8. Brandeis brief: named after then-attorney Louis Brandeis, this is a brief that relies on scientific or social scientific data or research relevant to the case. Example: in Graham v. Florida, amici used recent psychological research in arguing that adolescents should not be sentenced to life in prison without the possibility of parole [Graham APA Brief].

9. Academic: a brief written by legal scholars, usually scholars who are already experts in a given field. Examples: brief by the Civil Procedure and Securities Law Professors in Public Employees’ Retirement System of Mississippi v. IndyMac MBS [Civ. Pro. Professors Brief] and the Federal Courts Scholars brief in Patchak v. Zinke [Scholars Brief].

10. Stories: an approach that seeks to highlight the human or societal ramifications of jurisprudence on individuals. Example: brief by former juvenile offenders in Graham v. Florida [Former Offenders Brief].

While some of these briefs reflect tried and true formats, two observations are in order.

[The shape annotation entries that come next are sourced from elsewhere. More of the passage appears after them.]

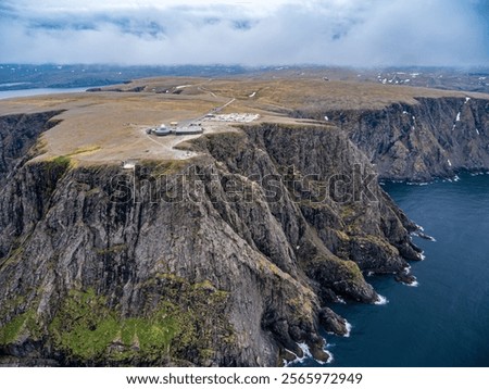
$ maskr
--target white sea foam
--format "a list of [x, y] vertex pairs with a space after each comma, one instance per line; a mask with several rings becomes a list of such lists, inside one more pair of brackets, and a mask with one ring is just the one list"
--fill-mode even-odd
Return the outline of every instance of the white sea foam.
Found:
[[347, 334], [343, 335], [343, 338], [350, 338], [351, 329], [353, 326], [346, 321], [344, 326], [347, 327]]
[[378, 294], [378, 300], [374, 302], [375, 305], [386, 305], [389, 302], [384, 296]]
[[[327, 347], [326, 339], [325, 339], [325, 344]], [[302, 350], [302, 356], [298, 356], [294, 352], [286, 349], [287, 352], [290, 352], [291, 354], [296, 355], [296, 359], [293, 361], [290, 361], [290, 362], [284, 360], [284, 367], [288, 367], [288, 366], [294, 365], [297, 363], [302, 363], [305, 360], [314, 359], [308, 344], [305, 344], [305, 343], [297, 343], [297, 346], [299, 346], [299, 348]], [[325, 365], [326, 363], [330, 364], [334, 361], [333, 354], [328, 350], [326, 350], [326, 347], [323, 349], [323, 351], [329, 356], [328, 361], [324, 362], [324, 361], [314, 360], [319, 365]]]

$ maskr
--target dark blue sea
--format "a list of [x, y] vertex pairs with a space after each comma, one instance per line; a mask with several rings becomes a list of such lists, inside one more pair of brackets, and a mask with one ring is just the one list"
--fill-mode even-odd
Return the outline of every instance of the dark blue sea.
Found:
[[417, 287], [367, 277], [386, 305], [333, 306], [352, 330], [325, 335], [327, 366], [489, 366], [489, 175], [384, 189], [436, 242], [414, 238], [426, 255], [412, 264]]

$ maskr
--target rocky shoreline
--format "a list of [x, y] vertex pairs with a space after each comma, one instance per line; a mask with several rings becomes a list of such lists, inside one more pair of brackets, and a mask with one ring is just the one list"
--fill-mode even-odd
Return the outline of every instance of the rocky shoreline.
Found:
[[327, 362], [319, 329], [349, 331], [328, 305], [378, 302], [364, 274], [413, 284], [423, 259], [377, 174], [488, 168], [488, 106], [419, 99], [327, 112], [336, 126], [246, 125], [131, 174], [33, 161], [58, 112], [0, 117], [0, 363]]

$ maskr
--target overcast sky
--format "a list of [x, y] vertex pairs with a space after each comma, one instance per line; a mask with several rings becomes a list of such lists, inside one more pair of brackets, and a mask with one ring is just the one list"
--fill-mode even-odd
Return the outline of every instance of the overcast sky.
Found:
[[489, 65], [489, 0], [0, 0], [0, 63]]

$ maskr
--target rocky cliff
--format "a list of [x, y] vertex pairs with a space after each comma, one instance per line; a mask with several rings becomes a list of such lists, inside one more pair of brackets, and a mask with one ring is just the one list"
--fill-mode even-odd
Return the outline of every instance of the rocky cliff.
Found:
[[376, 110], [299, 110], [296, 115], [324, 115], [376, 165], [380, 178], [428, 181], [460, 171], [489, 170], [489, 100], [416, 98]]
[[326, 305], [376, 302], [363, 273], [419, 259], [334, 126], [246, 126], [123, 171], [33, 160], [54, 115], [0, 118], [25, 139], [2, 143], [3, 364], [274, 366], [300, 343], [326, 361], [321, 326], [344, 330]]

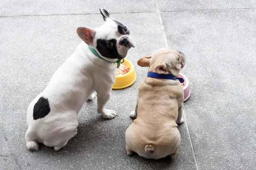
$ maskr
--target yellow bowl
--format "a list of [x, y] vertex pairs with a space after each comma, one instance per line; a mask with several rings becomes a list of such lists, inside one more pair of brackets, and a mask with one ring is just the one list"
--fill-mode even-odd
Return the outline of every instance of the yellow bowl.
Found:
[[116, 82], [113, 85], [113, 89], [121, 89], [126, 88], [132, 85], [136, 79], [136, 73], [134, 66], [128, 59], [125, 59], [124, 63], [130, 68], [130, 71], [125, 74], [122, 76], [116, 76]]

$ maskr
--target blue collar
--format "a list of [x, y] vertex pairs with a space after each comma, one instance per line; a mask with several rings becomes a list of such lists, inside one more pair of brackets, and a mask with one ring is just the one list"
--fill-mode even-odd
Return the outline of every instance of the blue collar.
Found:
[[149, 72], [148, 73], [148, 77], [156, 78], [157, 79], [172, 79], [174, 80], [177, 79], [179, 80], [180, 83], [184, 82], [184, 80], [183, 78], [177, 77], [172, 74], [160, 74], [157, 73], [153, 73], [152, 72]]

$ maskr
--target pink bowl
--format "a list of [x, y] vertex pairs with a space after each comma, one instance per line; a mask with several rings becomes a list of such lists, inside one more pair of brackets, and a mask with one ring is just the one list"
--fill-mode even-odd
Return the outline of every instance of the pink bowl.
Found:
[[184, 80], [185, 80], [183, 83], [184, 88], [183, 88], [183, 90], [184, 90], [184, 101], [185, 102], [189, 97], [190, 94], [191, 93], [190, 88], [189, 88], [189, 81], [187, 77], [181, 73], [180, 73], [178, 77], [183, 78]]

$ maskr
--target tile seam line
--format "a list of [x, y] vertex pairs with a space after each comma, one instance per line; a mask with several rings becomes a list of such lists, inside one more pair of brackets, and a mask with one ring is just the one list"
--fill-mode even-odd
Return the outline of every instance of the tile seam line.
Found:
[[[166, 36], [166, 34], [165, 32], [165, 31], [164, 29], [164, 27], [163, 26], [163, 19], [162, 18], [162, 16], [161, 16], [161, 13], [160, 12], [160, 11], [159, 10], [159, 7], [158, 6], [158, 4], [157, 3], [157, 0], [155, 0], [155, 2], [156, 3], [156, 6], [157, 6], [157, 13], [158, 14], [158, 16], [159, 17], [159, 20], [160, 21], [160, 23], [161, 24], [161, 27], [163, 30], [163, 36], [164, 40], [165, 42], [165, 44], [166, 45], [166, 47], [168, 47], [168, 44], [167, 43], [167, 38]], [[196, 156], [195, 156], [195, 150], [194, 150], [194, 146], [193, 146], [193, 143], [192, 143], [192, 140], [191, 139], [191, 136], [190, 135], [190, 132], [189, 131], [189, 129], [188, 125], [187, 122], [187, 120], [186, 117], [186, 113], [185, 111], [185, 110], [184, 110], [184, 114], [183, 116], [184, 117], [184, 119], [185, 119], [185, 125], [186, 126], [186, 130], [187, 133], [188, 134], [188, 136], [189, 136], [189, 144], [190, 144], [190, 147], [191, 147], [191, 150], [192, 150], [192, 154], [193, 155], [193, 158], [194, 159], [194, 161], [195, 162], [195, 168], [197, 170], [198, 170], [198, 167], [197, 163], [197, 160], [196, 159]]]
[[190, 147], [191, 147], [191, 150], [192, 150], [192, 154], [193, 154], [193, 157], [194, 158], [194, 161], [195, 161], [195, 167], [197, 170], [199, 170], [199, 169], [198, 168], [198, 166], [197, 163], [196, 156], [195, 155], [195, 150], [194, 150], [194, 146], [193, 146], [193, 143], [192, 143], [192, 139], [191, 139], [190, 131], [189, 131], [189, 125], [186, 117], [186, 111], [185, 111], [185, 109], [184, 109], [183, 110], [184, 113], [183, 114], [183, 116], [184, 117], [184, 119], [185, 119], [185, 125], [186, 126], [186, 128], [187, 131], [187, 133], [188, 133], [188, 135], [189, 136], [189, 143], [190, 144]]
[[158, 14], [158, 17], [159, 17], [159, 21], [160, 21], [160, 25], [161, 25], [161, 29], [162, 29], [162, 31], [163, 31], [163, 40], [164, 41], [164, 43], [166, 46], [167, 47], [168, 46], [168, 44], [167, 43], [166, 34], [164, 30], [164, 26], [163, 24], [163, 19], [162, 18], [162, 17], [161, 16], [161, 14], [160, 13], [160, 11], [159, 10], [159, 6], [158, 6], [158, 3], [157, 3], [157, 0], [155, 0], [155, 2], [156, 3], [156, 6], [157, 6], [157, 14]]
[[[227, 9], [198, 9], [191, 10], [180, 10], [180, 11], [163, 11], [160, 12], [193, 12], [197, 11], [227, 11], [227, 10], [239, 10], [246, 9], [256, 9], [256, 8], [245, 8]], [[154, 13], [157, 11], [141, 11], [141, 12], [110, 12], [110, 14], [140, 14], [140, 13]], [[100, 14], [100, 13], [81, 13], [81, 14], [46, 14], [39, 15], [0, 15], [0, 17], [31, 17], [31, 16], [44, 16], [52, 15], [92, 15]]]
[[256, 8], [234, 8], [227, 9], [195, 9], [191, 10], [176, 10], [176, 11], [163, 11], [161, 12], [193, 12], [200, 11], [229, 11], [229, 10], [241, 10], [247, 9], [256, 9]]
[[[148, 12], [110, 12], [110, 14], [141, 14], [141, 13], [156, 13], [157, 11]], [[59, 15], [94, 15], [100, 13], [81, 13], [81, 14], [46, 14], [38, 15], [0, 15], [0, 17], [33, 17], [33, 16], [59, 16]]]

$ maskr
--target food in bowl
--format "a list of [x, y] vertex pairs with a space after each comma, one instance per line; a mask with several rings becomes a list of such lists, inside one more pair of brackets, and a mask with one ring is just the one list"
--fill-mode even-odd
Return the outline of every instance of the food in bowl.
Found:
[[118, 68], [116, 68], [116, 76], [122, 76], [130, 71], [129, 67], [125, 63], [122, 63]]

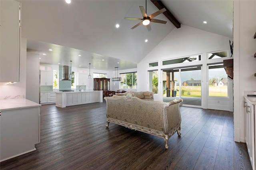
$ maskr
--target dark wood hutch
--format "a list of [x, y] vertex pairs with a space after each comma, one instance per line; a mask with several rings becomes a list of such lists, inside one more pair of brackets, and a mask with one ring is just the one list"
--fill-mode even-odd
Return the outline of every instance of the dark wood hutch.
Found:
[[94, 90], [110, 90], [110, 78], [94, 78]]

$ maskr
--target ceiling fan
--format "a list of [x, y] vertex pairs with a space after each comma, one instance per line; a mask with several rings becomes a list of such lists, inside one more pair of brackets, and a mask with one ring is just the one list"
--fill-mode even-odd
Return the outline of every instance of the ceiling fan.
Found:
[[167, 21], [163, 21], [162, 20], [157, 20], [156, 19], [153, 19], [154, 18], [156, 17], [158, 15], [162, 13], [163, 12], [166, 11], [166, 10], [165, 8], [164, 8], [161, 10], [159, 10], [159, 11], [152, 14], [150, 16], [147, 16], [147, 1], [146, 1], [146, 11], [145, 11], [145, 9], [144, 9], [144, 7], [143, 6], [140, 6], [140, 12], [141, 12], [141, 14], [143, 17], [143, 18], [125, 18], [124, 19], [126, 19], [127, 20], [142, 20], [142, 21], [141, 21], [137, 24], [136, 24], [133, 27], [132, 27], [131, 29], [133, 29], [136, 27], [139, 26], [142, 23], [144, 25], [146, 25], [147, 27], [147, 28], [148, 29], [148, 31], [151, 30], [151, 27], [150, 26], [150, 22], [156, 22], [157, 23], [164, 23], [165, 24], [166, 23]]

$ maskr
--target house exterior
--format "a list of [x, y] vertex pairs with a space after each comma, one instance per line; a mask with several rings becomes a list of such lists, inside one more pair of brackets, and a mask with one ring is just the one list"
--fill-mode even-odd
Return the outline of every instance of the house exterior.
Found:
[[212, 86], [218, 86], [218, 82], [219, 81], [218, 80], [218, 79], [215, 79], [212, 82]]
[[190, 80], [183, 82], [183, 86], [201, 86], [201, 80]]
[[228, 78], [222, 78], [218, 83], [218, 86], [223, 86], [228, 85]]

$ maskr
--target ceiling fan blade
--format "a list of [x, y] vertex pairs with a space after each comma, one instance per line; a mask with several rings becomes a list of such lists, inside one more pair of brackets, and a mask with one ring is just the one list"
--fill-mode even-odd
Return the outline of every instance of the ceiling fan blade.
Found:
[[148, 29], [148, 31], [151, 31], [151, 26], [150, 26], [150, 23], [147, 25], [147, 28]]
[[153, 18], [156, 17], [156, 16], [158, 16], [158, 15], [159, 15], [159, 14], [161, 14], [162, 13], [164, 12], [165, 12], [166, 11], [166, 10], [165, 8], [163, 8], [162, 10], [160, 10], [159, 11], [156, 12], [152, 14], [151, 15], [149, 16], [148, 17], [150, 18], [151, 19], [152, 19]]
[[141, 12], [141, 14], [142, 14], [142, 16], [145, 18], [148, 17], [148, 16], [147, 16], [147, 14], [146, 13], [145, 9], [144, 9], [144, 7], [143, 7], [143, 6], [140, 6], [140, 12]]
[[156, 19], [152, 19], [150, 20], [150, 22], [156, 22], [157, 23], [164, 23], [165, 24], [167, 22], [167, 21], [163, 21], [162, 20], [157, 20]]
[[143, 20], [143, 18], [125, 18], [124, 19], [131, 20]]
[[136, 24], [135, 26], [134, 26], [133, 27], [132, 27], [132, 28], [131, 28], [131, 29], [134, 29], [136, 27], [138, 27], [138, 26], [139, 26], [142, 23], [142, 21], [139, 22], [138, 23]]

First, sometimes timing matters just as much as substance. Most Supreme Court-watchers are familiar with the green-covered amicus briefs filed with the court at the merits stage (after the case has been set for argument). But amicus briefs can also play a role at the cert-petition stage (before the court has decided whether to take up a particular case). These cream-colored briefs have a different purpose from their green cousins: They are meant to influence the justices’ decision about whether to grant or deny cert — and they provide a unique opportunity to interested amici. Unlike merits briefs, which have become ubiquitous, cert-stage amicus briefs are much fewer. Indeed, a half-dozen amicus briefs accompanying one cert petition would be a lot. This, of course, increases the chances of an amicus brief getting closely read. But the presence of amicus briefs can also help call attention to the cert petition. Example: [Hosanna-Tabor Evangelical Lutheran v. Equal Employment Opportunity Commission Cert. Brief]

Second, different judges and justices think differently about amicus briefs. Judge Richard Posner, for example, has made his distaste for repetitive amicus briefs known — calling them “an abuse.” In fact, Posner showed a willingness to place restrictions on the filing of amicus briefs: “After 16 years of reading amicus curiae briefs the vast majority of which have not assisted the judges, I have decided that it would be good to scrutinize these motions in a more careful, indeed a fish-eyed, fashion.” Justice Samuel Alito (while still a judge on the U.S. Court of Appeals for the 3rd Circuit) pushed back on the idea of restricting amicus briefs, going on record to say that they can be quite helpful. Nevertheless, he noted that an amicus brief should do more than rehash the parties’ arguments.

Certainly, if you are filing an amicus brief in a particular circuit, check the local rules and try to get a sense of the judges’ preferences beforehand. (It is also worth conferring with the parties to get a sense of what other briefs are being filed and whether there is potential for consolidation — the U.S. Court of Appeals for the District of Columbia Circuit even has a rule requiring as much.) But above all, avoid simply parroting the parties’ arguments without adding anything new to the discussion. As Justice Antonin Scalia and Bryan Garner advise:

Don’t replow the ground you expect the party you’re supporting to cover . . . . [Y]ou should try to develop a ‘take’ on the case that is different from what the party produces; or to discuss in great depth an aspect of the case (for example, historical material) that the party will not have much time for; or perhaps (if you are supporting the appellee) to defang a particular amicus brief filed on behalf of the appellant.

In the end, of course, there are more than 10 ways to “friend” the court. This list is by no means exclusive and new methods are emerging each term, including use of data, graphics, crowd-sourcing, and even a measure of humor [Cato Susan b. Anthony List v. Driehaus Brief]. But in life as in law, part of being a good friend is adding something new to the relationship.